I'll think about it.
Yeah, let me apologize again - just expressing my feelings on corporate e-waste policies. This is not in any way a moral judgement on you @Mr. Dee . Again, super stoked that you were able to divert three from e-waste/landfill. It's just fresh in my mind as I just took my 5.5 y/o to his first "science night" at his school where I was talking to his technology/computer lab teacher and she was talking to me about the age of their old iMacs and how they can't find replacement computers and right now, there is no clear path forward for them to source newer machines for their kindergarteners through 5th graders.

The public school program doesn't have money for that and so I feel & see the need that @MultiFinder17 was expressing in our school systems.
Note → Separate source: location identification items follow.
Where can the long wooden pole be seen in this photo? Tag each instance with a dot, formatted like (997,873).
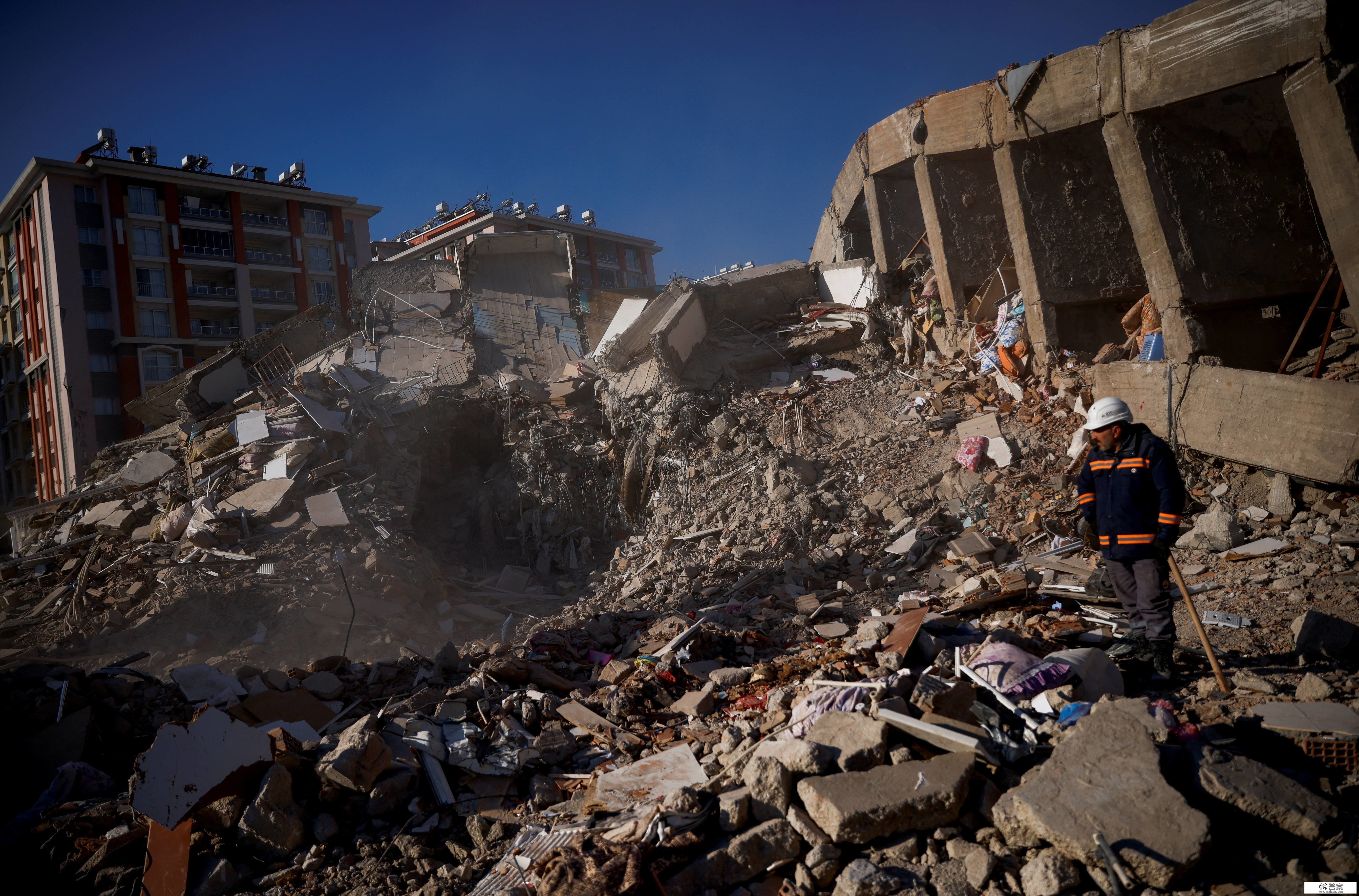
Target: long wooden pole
(1198,625)
(1308,317)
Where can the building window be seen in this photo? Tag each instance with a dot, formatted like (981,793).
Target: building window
(214,327)
(146,241)
(142,200)
(157,366)
(207,243)
(151,283)
(155,323)
(319,257)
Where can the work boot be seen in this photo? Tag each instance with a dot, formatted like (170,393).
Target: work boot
(1164,661)
(1130,648)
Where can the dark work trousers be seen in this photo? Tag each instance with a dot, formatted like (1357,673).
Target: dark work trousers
(1141,586)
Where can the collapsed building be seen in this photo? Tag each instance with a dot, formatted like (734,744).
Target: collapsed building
(768,585)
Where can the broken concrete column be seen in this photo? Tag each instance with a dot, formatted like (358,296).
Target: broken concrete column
(1105,777)
(1158,244)
(1319,96)
(272,826)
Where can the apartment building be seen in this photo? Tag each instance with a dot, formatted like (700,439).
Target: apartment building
(119,274)
(604,259)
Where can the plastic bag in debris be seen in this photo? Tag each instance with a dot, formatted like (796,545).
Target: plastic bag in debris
(1013,671)
(468,747)
(204,510)
(1073,713)
(987,361)
(74,781)
(174,523)
(972,451)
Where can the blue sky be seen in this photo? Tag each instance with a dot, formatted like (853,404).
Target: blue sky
(715,130)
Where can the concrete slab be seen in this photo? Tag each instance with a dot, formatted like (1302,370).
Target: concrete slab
(191,765)
(260,501)
(147,468)
(327,510)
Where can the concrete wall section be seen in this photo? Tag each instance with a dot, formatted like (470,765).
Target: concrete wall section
(1214,44)
(1324,105)
(677,334)
(1071,237)
(1237,191)
(968,230)
(1313,427)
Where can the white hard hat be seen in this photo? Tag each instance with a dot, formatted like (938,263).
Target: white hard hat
(1108,411)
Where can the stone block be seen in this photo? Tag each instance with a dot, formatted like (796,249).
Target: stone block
(1048,875)
(858,807)
(272,825)
(695,704)
(1105,775)
(359,756)
(734,810)
(800,756)
(858,742)
(865,879)
(739,858)
(771,788)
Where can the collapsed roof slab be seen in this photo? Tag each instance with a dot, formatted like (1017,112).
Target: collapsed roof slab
(1074,252)
(964,219)
(1290,425)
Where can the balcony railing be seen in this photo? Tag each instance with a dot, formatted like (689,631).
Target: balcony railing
(272,296)
(221,214)
(268,257)
(210,251)
(206,290)
(214,331)
(266,221)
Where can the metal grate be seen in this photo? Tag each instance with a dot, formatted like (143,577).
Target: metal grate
(1331,752)
(276,366)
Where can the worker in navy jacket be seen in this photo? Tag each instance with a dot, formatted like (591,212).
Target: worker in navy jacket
(1131,497)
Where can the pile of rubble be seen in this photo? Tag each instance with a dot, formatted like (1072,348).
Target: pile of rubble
(706,614)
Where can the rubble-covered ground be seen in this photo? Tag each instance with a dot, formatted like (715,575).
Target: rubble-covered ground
(355,637)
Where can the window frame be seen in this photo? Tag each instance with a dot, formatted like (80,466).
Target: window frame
(158,330)
(136,206)
(143,244)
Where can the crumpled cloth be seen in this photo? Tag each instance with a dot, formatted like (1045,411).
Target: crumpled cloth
(589,867)
(1142,320)
(972,451)
(74,781)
Heck, I say send all 200 to his school because heaven knows I am 110% sure that their school system could use the heck out of them in their education programs vs marching them off to stupid e-waste.

I would have grabbed more, but the 15 inch models are huge, those three alone weighed down my back pack so much. Its a good thing I removed my lunch kit before going down there. In hindsight, I should have grabbed a few more, but I had to be in multiple locations in the building at the same time. There were also a couple 27 inch Cinema Displays and many Microsoft Surface Pro's. Maybe if I had a car my mind would have felt more confident taking more. But the minute I took up one, I said, darn, this is heavy. My thought process behind taking three was if one or two was a lemon, I would at least get one working one.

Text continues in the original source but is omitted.